核心概念
A two-stage deep learning framework for real-time and robust guidewire segmentation and tracking in intraoperative X-ray imaging.
摘要
The paper proposes a two-stage framework for real-time guidewire tracking and segmentation in intraoperative X-ray imaging.
In the first stage, a YOLOv5s detector is trained using the original X-ray images as well as synthetically generated ones. A refinement module based on spatiotemporal constraints is incorporated to robustly localize the guidewire and remove false detections.
In the second stage, a novel and efficient network called HessianNet is proposed to segment the guidewire in each detected bounding box. HessianNet consists of a hessian-based enhancement embedding module and a dual self-attention module, which improve the segmentation performance and robustness to low-quality images.

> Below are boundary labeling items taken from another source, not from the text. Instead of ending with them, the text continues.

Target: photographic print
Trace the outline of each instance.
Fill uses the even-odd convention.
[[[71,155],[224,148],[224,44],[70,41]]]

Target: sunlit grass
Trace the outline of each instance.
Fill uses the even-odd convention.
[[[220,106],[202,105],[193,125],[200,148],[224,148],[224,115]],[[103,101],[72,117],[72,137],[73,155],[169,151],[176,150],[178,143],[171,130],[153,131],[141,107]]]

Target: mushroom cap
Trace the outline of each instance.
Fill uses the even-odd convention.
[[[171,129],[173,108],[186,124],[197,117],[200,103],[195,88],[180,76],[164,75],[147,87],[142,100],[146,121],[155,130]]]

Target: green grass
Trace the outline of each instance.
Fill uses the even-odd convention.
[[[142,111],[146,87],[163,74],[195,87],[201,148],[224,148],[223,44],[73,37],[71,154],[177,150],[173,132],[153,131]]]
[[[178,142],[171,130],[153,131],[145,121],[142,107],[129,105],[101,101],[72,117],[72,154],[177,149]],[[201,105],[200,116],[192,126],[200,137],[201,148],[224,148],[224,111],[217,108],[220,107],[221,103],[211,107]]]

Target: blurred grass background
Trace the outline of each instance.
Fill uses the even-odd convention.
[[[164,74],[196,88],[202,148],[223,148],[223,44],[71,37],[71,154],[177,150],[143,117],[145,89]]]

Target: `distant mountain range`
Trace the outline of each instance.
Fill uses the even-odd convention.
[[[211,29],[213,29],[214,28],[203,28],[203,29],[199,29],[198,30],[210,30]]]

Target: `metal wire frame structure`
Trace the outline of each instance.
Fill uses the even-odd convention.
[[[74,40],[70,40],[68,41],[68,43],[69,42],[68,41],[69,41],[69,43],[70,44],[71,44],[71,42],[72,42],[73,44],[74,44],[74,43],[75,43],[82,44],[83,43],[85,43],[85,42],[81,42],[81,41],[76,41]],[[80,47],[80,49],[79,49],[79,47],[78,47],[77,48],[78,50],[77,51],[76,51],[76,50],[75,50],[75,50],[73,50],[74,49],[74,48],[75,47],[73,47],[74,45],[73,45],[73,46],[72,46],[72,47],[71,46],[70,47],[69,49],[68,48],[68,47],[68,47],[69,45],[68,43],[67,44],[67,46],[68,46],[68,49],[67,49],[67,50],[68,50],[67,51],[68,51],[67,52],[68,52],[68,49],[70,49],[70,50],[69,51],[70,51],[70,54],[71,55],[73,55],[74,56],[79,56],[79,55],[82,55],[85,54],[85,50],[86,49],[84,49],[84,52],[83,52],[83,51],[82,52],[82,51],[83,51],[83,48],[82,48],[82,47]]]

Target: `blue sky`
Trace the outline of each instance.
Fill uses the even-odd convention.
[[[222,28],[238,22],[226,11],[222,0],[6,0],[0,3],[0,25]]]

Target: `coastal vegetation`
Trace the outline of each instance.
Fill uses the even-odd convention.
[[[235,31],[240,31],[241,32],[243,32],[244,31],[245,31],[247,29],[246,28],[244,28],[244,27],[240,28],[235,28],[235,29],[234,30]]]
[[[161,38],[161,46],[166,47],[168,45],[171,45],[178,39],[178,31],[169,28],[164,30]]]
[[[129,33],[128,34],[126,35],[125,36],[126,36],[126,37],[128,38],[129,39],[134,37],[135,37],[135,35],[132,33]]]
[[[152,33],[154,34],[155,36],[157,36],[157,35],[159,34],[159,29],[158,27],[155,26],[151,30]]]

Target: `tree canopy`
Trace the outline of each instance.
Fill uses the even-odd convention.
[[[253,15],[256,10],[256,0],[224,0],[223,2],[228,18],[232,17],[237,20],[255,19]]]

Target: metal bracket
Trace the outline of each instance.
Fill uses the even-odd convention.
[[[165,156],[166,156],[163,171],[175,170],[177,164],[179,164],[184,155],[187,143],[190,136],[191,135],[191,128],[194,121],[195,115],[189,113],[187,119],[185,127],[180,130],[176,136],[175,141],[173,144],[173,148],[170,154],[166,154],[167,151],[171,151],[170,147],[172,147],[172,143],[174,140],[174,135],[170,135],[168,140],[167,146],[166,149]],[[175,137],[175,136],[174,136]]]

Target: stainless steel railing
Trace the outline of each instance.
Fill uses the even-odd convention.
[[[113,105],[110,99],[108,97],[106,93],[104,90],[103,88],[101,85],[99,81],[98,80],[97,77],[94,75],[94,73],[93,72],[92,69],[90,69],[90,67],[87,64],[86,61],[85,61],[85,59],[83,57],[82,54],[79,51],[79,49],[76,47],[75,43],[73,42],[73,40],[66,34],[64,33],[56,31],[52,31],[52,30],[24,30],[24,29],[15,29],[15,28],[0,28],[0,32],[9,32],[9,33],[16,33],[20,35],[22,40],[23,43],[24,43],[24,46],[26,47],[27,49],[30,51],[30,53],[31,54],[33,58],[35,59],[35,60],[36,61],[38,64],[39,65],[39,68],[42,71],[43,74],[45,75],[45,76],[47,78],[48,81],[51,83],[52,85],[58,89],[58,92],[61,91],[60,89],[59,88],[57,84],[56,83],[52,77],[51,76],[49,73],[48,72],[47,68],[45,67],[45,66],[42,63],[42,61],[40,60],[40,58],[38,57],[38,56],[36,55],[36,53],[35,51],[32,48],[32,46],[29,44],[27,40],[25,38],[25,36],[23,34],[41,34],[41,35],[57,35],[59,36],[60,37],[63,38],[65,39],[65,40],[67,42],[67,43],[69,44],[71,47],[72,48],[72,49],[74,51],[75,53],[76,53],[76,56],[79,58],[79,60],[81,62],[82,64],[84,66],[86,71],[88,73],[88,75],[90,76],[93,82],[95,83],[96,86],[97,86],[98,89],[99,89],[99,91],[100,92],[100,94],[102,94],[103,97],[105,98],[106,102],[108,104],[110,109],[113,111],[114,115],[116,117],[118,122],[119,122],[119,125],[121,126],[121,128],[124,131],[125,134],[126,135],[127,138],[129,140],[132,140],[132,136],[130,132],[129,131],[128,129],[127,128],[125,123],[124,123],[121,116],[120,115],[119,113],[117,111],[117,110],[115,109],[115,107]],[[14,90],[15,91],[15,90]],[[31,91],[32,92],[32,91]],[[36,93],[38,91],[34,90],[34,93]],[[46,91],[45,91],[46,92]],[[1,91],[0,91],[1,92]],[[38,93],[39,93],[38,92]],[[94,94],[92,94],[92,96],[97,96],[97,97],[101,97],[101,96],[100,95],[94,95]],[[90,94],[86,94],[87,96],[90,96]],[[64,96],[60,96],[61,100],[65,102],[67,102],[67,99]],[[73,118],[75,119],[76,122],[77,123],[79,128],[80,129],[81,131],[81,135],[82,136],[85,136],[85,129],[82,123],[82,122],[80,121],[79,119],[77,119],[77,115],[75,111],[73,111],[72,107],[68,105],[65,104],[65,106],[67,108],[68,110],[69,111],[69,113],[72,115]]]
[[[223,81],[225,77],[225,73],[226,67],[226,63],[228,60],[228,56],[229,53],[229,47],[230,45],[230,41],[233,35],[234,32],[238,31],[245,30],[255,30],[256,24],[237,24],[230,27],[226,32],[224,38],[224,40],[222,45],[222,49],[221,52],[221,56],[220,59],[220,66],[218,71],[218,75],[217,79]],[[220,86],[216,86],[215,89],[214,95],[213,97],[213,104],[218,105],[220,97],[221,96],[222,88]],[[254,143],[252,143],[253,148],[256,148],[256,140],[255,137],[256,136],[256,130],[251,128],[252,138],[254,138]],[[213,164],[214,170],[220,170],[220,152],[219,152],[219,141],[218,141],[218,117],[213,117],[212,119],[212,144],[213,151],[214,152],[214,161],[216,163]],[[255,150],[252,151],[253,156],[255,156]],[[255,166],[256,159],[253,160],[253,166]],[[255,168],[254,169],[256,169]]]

Quantitative and qualitative evaluations on clinical intra-operative images demonstrate that the proposed approach significantly outperforms the baselines and the current state-of-the-art methods. The whole system is designed to perform in real-time, achieving an inference rate of approximately 35 FPS on a GPU.
统计
The dataset consists of 102 sequences from 21 patients, containing 5238 X-ray images with a resolution of 512 × 512. The images are divided into a training set (4112 images from 80 sequences) and a testing set (1126 images from 22 sequences).
引用
"For this purpose, real-time and accurate guidewire segmentation and tracking can enhance the visualization of guidewires and provide visual feedback for physicians during the intervention as well as for robot-assisted interventions."
"However, due to the following reasons, guidewire segmentation and tracking still remains a challenging task: (a) guidewires present themselves as elongated deformable structures with low contrast in noisy X-ray fluoroscopy images; (b) only a small part of the guidewire is visible in the image, i.e. only a 3cm part of the guidewire contains radiopaque material and (c) their visual appearance easily resembles other anatomical structures (such as rib outlines or small vessels) in the fluoroscopic images."